Startups require a thorough understanding of the fundamentals of finance. If you’re seeking funding from investors or bankers essential startup accounting records such as income statements (income and expenses) and financial projections will help persuade others that your idea is worthy of investment.
Startup financials often come down to a straightforward equation. You either have cash on hand or you’re in debt. Cash flow can be a challenge for businesses that are just starting out and it’s crucial to keep an eye on your balance sheet so that you don’t overextend yourself.
As a startup you’ll probably need to find debt or equity financing to expand your business and become profitable.
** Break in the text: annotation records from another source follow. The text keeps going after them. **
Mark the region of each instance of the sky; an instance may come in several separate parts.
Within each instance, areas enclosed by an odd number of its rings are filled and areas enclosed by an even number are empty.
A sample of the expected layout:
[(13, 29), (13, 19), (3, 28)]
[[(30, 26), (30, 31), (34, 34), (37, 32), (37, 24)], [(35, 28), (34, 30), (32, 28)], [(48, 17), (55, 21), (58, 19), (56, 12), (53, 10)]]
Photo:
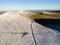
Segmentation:
[(60, 0), (0, 0), (0, 10), (60, 10)]

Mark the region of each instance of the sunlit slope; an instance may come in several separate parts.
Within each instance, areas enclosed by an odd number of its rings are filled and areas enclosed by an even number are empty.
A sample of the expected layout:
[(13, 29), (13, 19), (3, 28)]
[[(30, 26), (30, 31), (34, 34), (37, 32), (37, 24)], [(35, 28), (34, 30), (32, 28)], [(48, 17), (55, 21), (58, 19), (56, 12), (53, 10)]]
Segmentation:
[(19, 11), (18, 13), (29, 19), (60, 19), (60, 14), (36, 14), (25, 10)]

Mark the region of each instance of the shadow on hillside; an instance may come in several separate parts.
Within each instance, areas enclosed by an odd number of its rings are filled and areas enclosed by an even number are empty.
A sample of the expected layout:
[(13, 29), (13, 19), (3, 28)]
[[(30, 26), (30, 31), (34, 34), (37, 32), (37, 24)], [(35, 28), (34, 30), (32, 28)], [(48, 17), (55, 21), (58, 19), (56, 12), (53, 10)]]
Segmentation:
[(35, 19), (35, 21), (60, 33), (60, 19)]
Investors will look at your business plan, the projected revenues and costs, and the likelihood of receiving the return on investment.
There are many ways to start a start-up. From obtaining the business card that has an introductory 0% APR period to crowdfunding platforms, there are a myriad of options. It is important to note that the use of credit cards or debt may affect your personal and company credit score. You should always pay off your debts promptly.
You can also borrow money from friends and family members who are willing to invest. This is a good option for your business, however it is important to put the terms of your agreement in writing to avoid conflicts and ensure that everyone is aware of what the contribution will mean to your bottom line. In addition, if you give someone shares of your startup they’re considered an investor and therefore need to be governed by the law of securities.